A good craftsperson knows their tools well, and knows which tool to use where. Reducing the number of tools seems artificially limiting.
Knowing tools takes time. And it seems like every week I'm hearing about some great new dev tool. Do folks actually try all of these? It seems you'd be perpetually at the base of the learning curve if you did.
And it seems like every week I'm hearing about some great new dev tool.
True
Do folks actually try all of these?
No
Hearing about something is a data point. Hearing about the same thing, multiple times, from multiple sources you trust is a sign you should try something.
Great post .. quite a few new ones I haven't heard before. We were curating a similar list before a hackathon, and couldn't help wondering if there is a distro/vmware image that specifically targets web-dev - just ready to go with tools for @dot_cloud, appengine, heroku, all browser comparability testing - all rolled in. You know like backtrack, but for a web developer ... Anybody know if such a thing exists?
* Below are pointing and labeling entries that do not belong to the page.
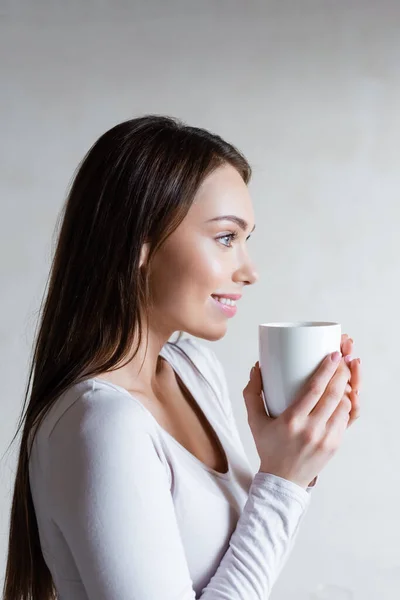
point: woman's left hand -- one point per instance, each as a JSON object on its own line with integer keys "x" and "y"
{"x": 353, "y": 387}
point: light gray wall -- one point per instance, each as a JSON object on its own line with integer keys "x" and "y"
{"x": 310, "y": 91}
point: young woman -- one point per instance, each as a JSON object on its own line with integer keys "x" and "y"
{"x": 132, "y": 481}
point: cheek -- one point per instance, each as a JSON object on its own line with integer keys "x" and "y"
{"x": 187, "y": 269}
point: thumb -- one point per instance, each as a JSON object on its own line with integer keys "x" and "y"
{"x": 252, "y": 395}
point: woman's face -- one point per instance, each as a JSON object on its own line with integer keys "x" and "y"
{"x": 204, "y": 257}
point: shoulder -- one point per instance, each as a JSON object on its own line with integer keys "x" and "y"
{"x": 205, "y": 362}
{"x": 199, "y": 353}
{"x": 94, "y": 408}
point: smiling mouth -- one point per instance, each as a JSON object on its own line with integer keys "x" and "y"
{"x": 225, "y": 301}
{"x": 228, "y": 307}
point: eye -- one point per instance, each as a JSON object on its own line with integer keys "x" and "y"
{"x": 230, "y": 236}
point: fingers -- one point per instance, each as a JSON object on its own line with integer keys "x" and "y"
{"x": 346, "y": 345}
{"x": 339, "y": 419}
{"x": 355, "y": 380}
{"x": 333, "y": 394}
{"x": 315, "y": 387}
{"x": 252, "y": 395}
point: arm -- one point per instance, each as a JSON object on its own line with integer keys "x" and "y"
{"x": 111, "y": 500}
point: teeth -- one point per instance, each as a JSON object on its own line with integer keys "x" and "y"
{"x": 227, "y": 301}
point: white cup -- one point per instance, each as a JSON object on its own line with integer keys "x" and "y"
{"x": 289, "y": 353}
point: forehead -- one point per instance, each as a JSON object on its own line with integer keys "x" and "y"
{"x": 222, "y": 192}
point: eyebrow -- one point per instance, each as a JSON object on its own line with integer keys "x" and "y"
{"x": 238, "y": 220}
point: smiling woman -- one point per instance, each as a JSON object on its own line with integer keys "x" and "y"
{"x": 132, "y": 481}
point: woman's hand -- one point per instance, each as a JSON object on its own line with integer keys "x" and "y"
{"x": 353, "y": 388}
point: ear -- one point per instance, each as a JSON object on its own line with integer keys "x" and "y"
{"x": 144, "y": 253}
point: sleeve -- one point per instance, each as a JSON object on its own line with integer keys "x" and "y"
{"x": 112, "y": 502}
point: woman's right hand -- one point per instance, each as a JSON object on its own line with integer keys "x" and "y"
{"x": 298, "y": 443}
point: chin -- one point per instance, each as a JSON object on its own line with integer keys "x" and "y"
{"x": 211, "y": 334}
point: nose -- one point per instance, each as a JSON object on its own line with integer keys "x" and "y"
{"x": 247, "y": 273}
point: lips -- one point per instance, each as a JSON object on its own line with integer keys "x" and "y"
{"x": 228, "y": 310}
{"x": 231, "y": 296}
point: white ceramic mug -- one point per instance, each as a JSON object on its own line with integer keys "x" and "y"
{"x": 289, "y": 353}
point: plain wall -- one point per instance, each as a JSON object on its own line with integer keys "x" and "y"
{"x": 310, "y": 92}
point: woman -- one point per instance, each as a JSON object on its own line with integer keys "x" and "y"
{"x": 135, "y": 483}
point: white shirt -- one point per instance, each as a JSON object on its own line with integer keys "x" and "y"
{"x": 125, "y": 512}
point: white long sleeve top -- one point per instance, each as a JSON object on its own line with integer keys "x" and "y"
{"x": 125, "y": 512}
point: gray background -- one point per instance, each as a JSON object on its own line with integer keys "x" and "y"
{"x": 310, "y": 91}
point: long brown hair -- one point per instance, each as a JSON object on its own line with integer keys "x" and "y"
{"x": 135, "y": 184}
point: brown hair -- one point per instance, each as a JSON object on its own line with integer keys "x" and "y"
{"x": 135, "y": 184}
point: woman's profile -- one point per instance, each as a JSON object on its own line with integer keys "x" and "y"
{"x": 132, "y": 480}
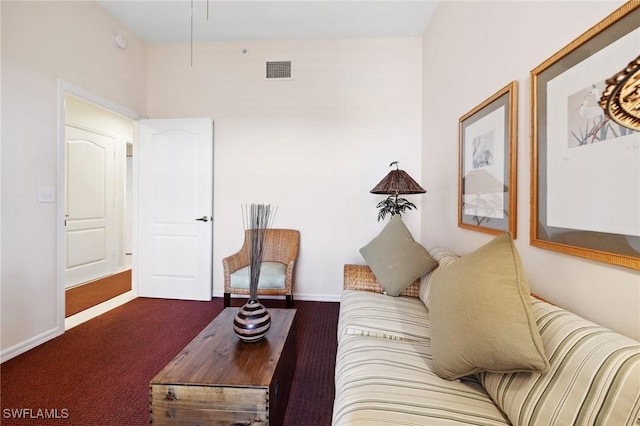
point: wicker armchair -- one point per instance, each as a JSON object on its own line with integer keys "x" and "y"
{"x": 280, "y": 245}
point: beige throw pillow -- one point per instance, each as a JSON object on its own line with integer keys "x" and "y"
{"x": 481, "y": 316}
{"x": 395, "y": 258}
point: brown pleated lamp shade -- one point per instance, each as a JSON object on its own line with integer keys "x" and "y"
{"x": 397, "y": 182}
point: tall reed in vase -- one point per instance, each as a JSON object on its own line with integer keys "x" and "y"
{"x": 253, "y": 320}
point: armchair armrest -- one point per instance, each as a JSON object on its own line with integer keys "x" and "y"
{"x": 360, "y": 277}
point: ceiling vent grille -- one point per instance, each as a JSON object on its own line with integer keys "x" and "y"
{"x": 278, "y": 70}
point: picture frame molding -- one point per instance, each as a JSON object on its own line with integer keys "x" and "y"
{"x": 591, "y": 35}
{"x": 510, "y": 130}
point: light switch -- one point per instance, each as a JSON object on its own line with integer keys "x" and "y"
{"x": 47, "y": 194}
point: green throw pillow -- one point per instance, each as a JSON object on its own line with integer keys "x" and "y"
{"x": 395, "y": 258}
{"x": 481, "y": 316}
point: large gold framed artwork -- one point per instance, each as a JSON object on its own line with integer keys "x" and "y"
{"x": 585, "y": 166}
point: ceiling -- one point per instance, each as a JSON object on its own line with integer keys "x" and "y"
{"x": 165, "y": 21}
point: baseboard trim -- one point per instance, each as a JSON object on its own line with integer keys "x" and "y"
{"x": 94, "y": 311}
{"x": 28, "y": 344}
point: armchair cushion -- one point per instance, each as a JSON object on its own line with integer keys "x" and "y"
{"x": 272, "y": 275}
{"x": 395, "y": 258}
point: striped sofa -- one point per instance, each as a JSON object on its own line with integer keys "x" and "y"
{"x": 384, "y": 373}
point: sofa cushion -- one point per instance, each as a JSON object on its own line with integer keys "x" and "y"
{"x": 395, "y": 258}
{"x": 481, "y": 315}
{"x": 444, "y": 258}
{"x": 594, "y": 377}
{"x": 391, "y": 382}
{"x": 365, "y": 313}
{"x": 272, "y": 275}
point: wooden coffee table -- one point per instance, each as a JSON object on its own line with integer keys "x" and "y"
{"x": 218, "y": 379}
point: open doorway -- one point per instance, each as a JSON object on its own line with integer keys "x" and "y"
{"x": 98, "y": 201}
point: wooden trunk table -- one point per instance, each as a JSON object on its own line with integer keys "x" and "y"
{"x": 219, "y": 380}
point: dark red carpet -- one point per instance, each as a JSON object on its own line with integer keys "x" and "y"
{"x": 98, "y": 373}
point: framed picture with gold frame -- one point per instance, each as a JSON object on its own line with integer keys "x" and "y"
{"x": 585, "y": 167}
{"x": 487, "y": 164}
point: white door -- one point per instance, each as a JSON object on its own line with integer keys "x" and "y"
{"x": 175, "y": 232}
{"x": 89, "y": 206}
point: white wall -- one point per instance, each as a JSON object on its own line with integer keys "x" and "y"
{"x": 43, "y": 42}
{"x": 470, "y": 50}
{"x": 313, "y": 146}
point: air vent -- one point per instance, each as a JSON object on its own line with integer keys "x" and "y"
{"x": 278, "y": 70}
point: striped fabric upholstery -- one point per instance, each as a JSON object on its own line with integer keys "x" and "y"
{"x": 366, "y": 313}
{"x": 594, "y": 377}
{"x": 444, "y": 258}
{"x": 391, "y": 382}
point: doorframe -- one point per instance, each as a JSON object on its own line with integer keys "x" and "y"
{"x": 66, "y": 88}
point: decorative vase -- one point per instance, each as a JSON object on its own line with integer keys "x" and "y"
{"x": 252, "y": 322}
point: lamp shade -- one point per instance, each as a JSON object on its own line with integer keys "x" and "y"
{"x": 397, "y": 182}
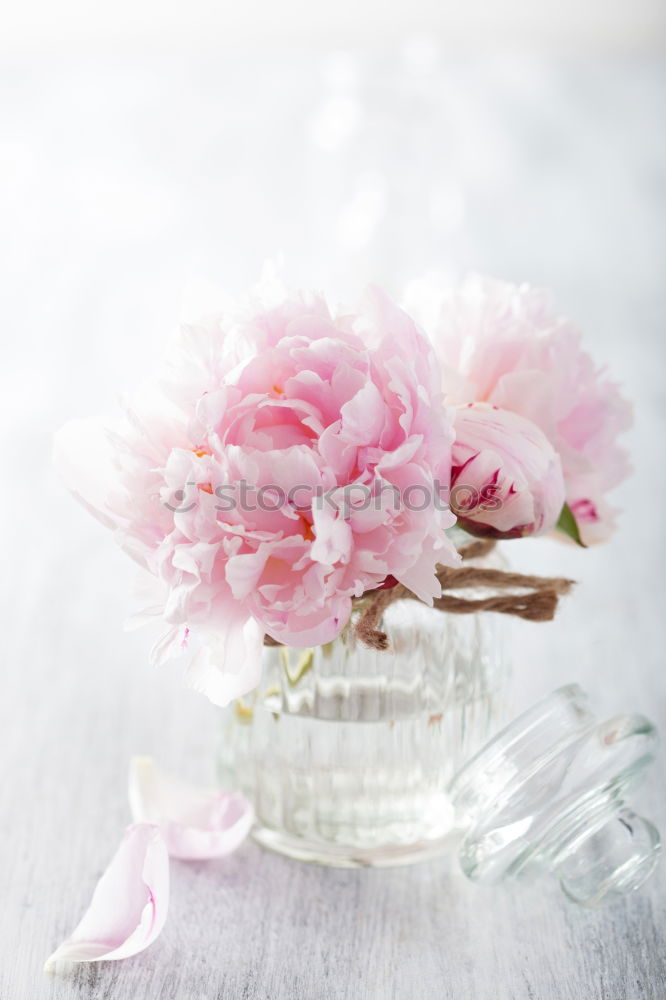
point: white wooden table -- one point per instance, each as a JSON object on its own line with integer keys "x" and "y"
{"x": 132, "y": 172}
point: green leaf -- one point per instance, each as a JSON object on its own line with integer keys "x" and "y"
{"x": 567, "y": 525}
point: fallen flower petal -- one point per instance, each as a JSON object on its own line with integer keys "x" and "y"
{"x": 129, "y": 905}
{"x": 196, "y": 824}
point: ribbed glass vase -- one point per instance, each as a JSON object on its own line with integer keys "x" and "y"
{"x": 347, "y": 752}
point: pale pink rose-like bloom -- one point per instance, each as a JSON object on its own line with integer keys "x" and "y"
{"x": 275, "y": 394}
{"x": 506, "y": 479}
{"x": 504, "y": 344}
{"x": 195, "y": 824}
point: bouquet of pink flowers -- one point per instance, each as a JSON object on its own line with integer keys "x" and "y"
{"x": 289, "y": 459}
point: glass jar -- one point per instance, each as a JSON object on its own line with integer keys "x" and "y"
{"x": 346, "y": 752}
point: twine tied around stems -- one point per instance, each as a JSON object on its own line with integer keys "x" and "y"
{"x": 534, "y": 598}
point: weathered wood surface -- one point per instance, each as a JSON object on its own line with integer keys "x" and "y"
{"x": 578, "y": 202}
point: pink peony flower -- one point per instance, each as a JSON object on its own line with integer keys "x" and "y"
{"x": 262, "y": 481}
{"x": 504, "y": 344}
{"x": 506, "y": 479}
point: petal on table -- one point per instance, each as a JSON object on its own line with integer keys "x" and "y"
{"x": 129, "y": 905}
{"x": 196, "y": 824}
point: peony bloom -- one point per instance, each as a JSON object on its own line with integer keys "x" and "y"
{"x": 261, "y": 481}
{"x": 506, "y": 479}
{"x": 503, "y": 344}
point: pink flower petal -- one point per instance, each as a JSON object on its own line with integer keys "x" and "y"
{"x": 129, "y": 905}
{"x": 195, "y": 824}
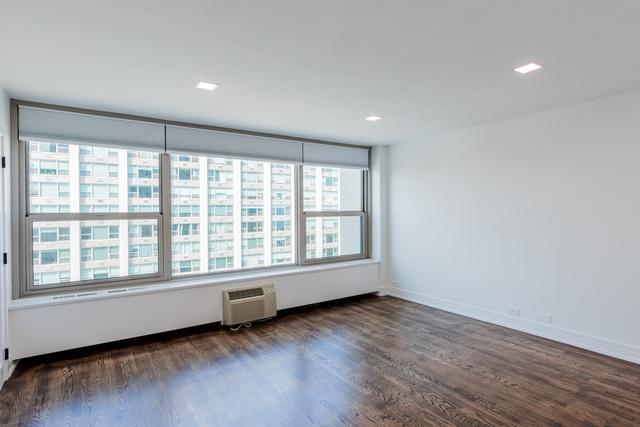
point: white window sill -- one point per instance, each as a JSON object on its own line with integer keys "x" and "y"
{"x": 177, "y": 284}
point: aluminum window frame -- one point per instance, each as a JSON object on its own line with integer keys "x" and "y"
{"x": 27, "y": 219}
{"x": 22, "y": 220}
{"x": 363, "y": 214}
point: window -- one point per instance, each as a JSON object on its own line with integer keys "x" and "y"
{"x": 334, "y": 213}
{"x": 233, "y": 215}
{"x": 109, "y": 214}
{"x": 89, "y": 247}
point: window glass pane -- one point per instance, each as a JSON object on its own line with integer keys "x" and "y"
{"x": 70, "y": 251}
{"x": 97, "y": 185}
{"x": 333, "y": 236}
{"x": 332, "y": 189}
{"x": 243, "y": 208}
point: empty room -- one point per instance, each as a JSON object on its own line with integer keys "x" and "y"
{"x": 320, "y": 213}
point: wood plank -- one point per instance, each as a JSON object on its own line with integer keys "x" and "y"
{"x": 366, "y": 361}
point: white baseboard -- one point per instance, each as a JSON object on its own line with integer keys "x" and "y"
{"x": 578, "y": 339}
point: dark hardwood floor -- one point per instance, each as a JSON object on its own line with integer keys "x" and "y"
{"x": 370, "y": 361}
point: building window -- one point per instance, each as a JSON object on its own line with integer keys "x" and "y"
{"x": 233, "y": 214}
{"x": 334, "y": 213}
{"x": 88, "y": 247}
{"x": 96, "y": 216}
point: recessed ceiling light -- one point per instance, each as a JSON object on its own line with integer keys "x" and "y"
{"x": 528, "y": 68}
{"x": 206, "y": 86}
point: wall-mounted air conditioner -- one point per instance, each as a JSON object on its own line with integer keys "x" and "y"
{"x": 248, "y": 304}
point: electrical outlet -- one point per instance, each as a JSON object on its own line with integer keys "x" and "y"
{"x": 544, "y": 318}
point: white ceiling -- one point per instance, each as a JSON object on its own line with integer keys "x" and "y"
{"x": 317, "y": 68}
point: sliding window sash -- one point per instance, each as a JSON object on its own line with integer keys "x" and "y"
{"x": 163, "y": 218}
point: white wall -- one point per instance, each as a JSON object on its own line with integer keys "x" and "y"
{"x": 50, "y": 327}
{"x": 540, "y": 212}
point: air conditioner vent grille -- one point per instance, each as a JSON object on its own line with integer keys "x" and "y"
{"x": 246, "y": 293}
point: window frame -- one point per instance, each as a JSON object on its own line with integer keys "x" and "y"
{"x": 23, "y": 220}
{"x": 28, "y": 218}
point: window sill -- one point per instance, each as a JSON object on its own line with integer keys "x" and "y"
{"x": 177, "y": 284}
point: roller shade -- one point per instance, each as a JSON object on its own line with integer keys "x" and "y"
{"x": 227, "y": 144}
{"x": 335, "y": 155}
{"x": 46, "y": 125}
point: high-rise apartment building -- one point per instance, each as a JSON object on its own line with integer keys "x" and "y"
{"x": 226, "y": 214}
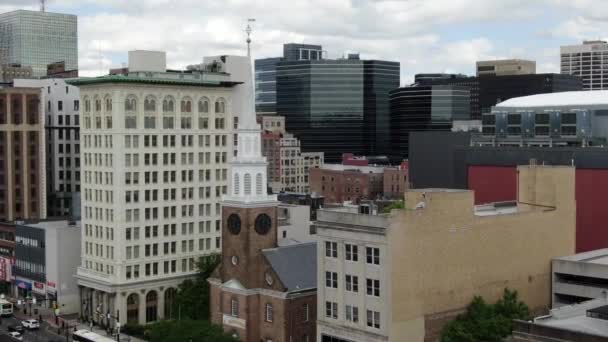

Google Chrome deserves an honorable mention here. I just found out yesterday that chrome's built-in debugger has stack traces. I've been debugging for years with firefox/firebug and forgot how helpful it is to actually know where the source of your bug is.
Misleading title, this is just a cool list of cool tools, most of which aren't particularly oriented productivity (anymore than any tool is). IMO productivity tools are ones that help you do your existing task in essentially the same way but faster.
These tools all work in different ways, but I would love if someone could write an app store for these (and others) to live in so we could one-click install and one-click uninstall dev tools locally. I'd definitely pay for that manager app, and it'd be way easier to give micro-donations to open source tools we use a lot.
I think Ender seems to fit the bill pretty well. Being a package manager for JS[1], it allows you to download and manage dependencies for each project. A bit like PEAR or CPAN or NPM or whatever, with some client side stuff to manage those dependencies in the browser. That's what I got from a quick scan, anyway.
These things are trivial to use for even the most inexperienced CLI user, mind, so something like this would likely do well for you.
I like the idea of it so I'm going to float it at work and see what people think.
It's not quite the same idea, but WebPutty (www.webputty.net) targets a similar problem and works cross-platform (it's a web app).
WebPutty is a free CSS editing and hosting service that gives you a syntax-highlighting CSS editor, supports SCSS and Compass, and provides a side-by-side preview pane that's updated as you make changes to your CSS. It also enables instant publishing with minification, compression, and automatic cache control (if you chose to host your CSS with WebPutty).
Full disclosure: I'm one of WebPutty's developers.